The Willmar 8 were eight female employees of the Citizens National Bank in Willmar, Minnesota, USA who went on strike on December 16, 1977 over charges of sex discrimination. The tellers and bookkeepers were protesting unequal pay and unequal opportunities for advancement. The women were Doris Boshart, Irene Wallin, Sylvia Erickson Koll, Jane Harguth Groothuis, Sandi Treml, Teren Novotny, Shirley Solyntjes, and Glennis Ter Wisscha. They set up a picket line outside the bank when the wind chill was -70°F (-57 °C).  One other employee, Lois Johnson, quit just before the strike began. 

"The women's strike caused stress for many in the Western Minnesota town of 14,000 people.

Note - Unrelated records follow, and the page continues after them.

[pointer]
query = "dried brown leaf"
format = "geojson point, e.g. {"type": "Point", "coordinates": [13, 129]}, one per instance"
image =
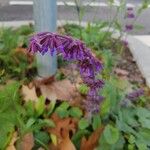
{"type": "Point", "coordinates": [62, 90]}
{"type": "Point", "coordinates": [62, 130]}
{"type": "Point", "coordinates": [63, 126]}
{"type": "Point", "coordinates": [92, 141]}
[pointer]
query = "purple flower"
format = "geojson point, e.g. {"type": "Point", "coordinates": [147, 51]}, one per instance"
{"type": "Point", "coordinates": [135, 94]}
{"type": "Point", "coordinates": [130, 8]}
{"type": "Point", "coordinates": [129, 27]}
{"type": "Point", "coordinates": [73, 50]}
{"type": "Point", "coordinates": [125, 43]}
{"type": "Point", "coordinates": [130, 15]}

Few outwardly showed support for the strike and the lawyer who took the women's case, John Mack, lost his position as county chair of the Republican Party." From outside Willmar, women's and labor groups as well as private individuals supported the strike in various ways.

In the summer of 1979, E. Dorian Gadsden of the National Labor Relations Board issued a ruling on the complaint. The NLRB declared that the bank was guilty of unfair labor practices, but those practices did not cause the strike. The NLRB ruled that the strike was "economic". As a result there was no back pay and no guarantee of the women recovering their jobs.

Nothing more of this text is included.